What is the R number, and why is it relevant to coronavirus?

The reproduction number – often called the R value or R number – is a measure of a disease’s ability to spread. It tells us how many people a single infected person will pass on the disease to.

The R number for COVID-19 that’s being quoted in the media and government briefings is what’s known as the ‘effective’ reproduction number. This value can go up and down.

We can reduce R by making it harder for the disease to spread, by implementing measures such as social distancing, closing restaurants and non-essential shops, and encouraging people to stay at home.

Every disease also has what’s called a ‘basic’ reproduction number, R0, which is the fixed value of R if no measures are put in place. For example, measles is highly contagious, with a R0 as high as 18, while COVID-19 has a R0 of around three.

So if COVID-19 was allowed to spread through the population, an infected person would, on average, give the disease to three other people.

But if all these people are practising physical distancing, then the virus can’t spread so easily and the effective R value goes down.
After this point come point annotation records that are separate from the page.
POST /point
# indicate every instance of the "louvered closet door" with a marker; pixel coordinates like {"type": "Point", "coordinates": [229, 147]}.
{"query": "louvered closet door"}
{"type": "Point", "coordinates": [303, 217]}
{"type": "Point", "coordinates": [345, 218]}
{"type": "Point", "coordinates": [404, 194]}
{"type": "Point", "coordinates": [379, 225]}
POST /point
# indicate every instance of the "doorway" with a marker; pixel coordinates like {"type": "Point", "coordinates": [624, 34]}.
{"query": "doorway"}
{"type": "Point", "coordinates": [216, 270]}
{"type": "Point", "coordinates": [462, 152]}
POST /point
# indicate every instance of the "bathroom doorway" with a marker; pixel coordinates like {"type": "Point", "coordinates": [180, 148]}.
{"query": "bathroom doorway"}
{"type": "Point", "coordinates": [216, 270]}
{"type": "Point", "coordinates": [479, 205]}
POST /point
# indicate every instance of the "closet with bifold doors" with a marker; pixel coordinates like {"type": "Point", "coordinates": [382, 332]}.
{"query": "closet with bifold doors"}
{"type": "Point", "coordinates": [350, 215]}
The crucial thing is to keep R below 1. If we can do this, then the number of new cases dwindles and the outbreak will eventually come to a halt.

Conversely, if R rises above 1, then we run the risk of rapidly escalating case numbers that would require stronger measures to keep the virus under control.

Because of this, R is used by governments to assess how we are doing in our efforts to stop the spread of COVID-19, and to adjust our actions, if needed.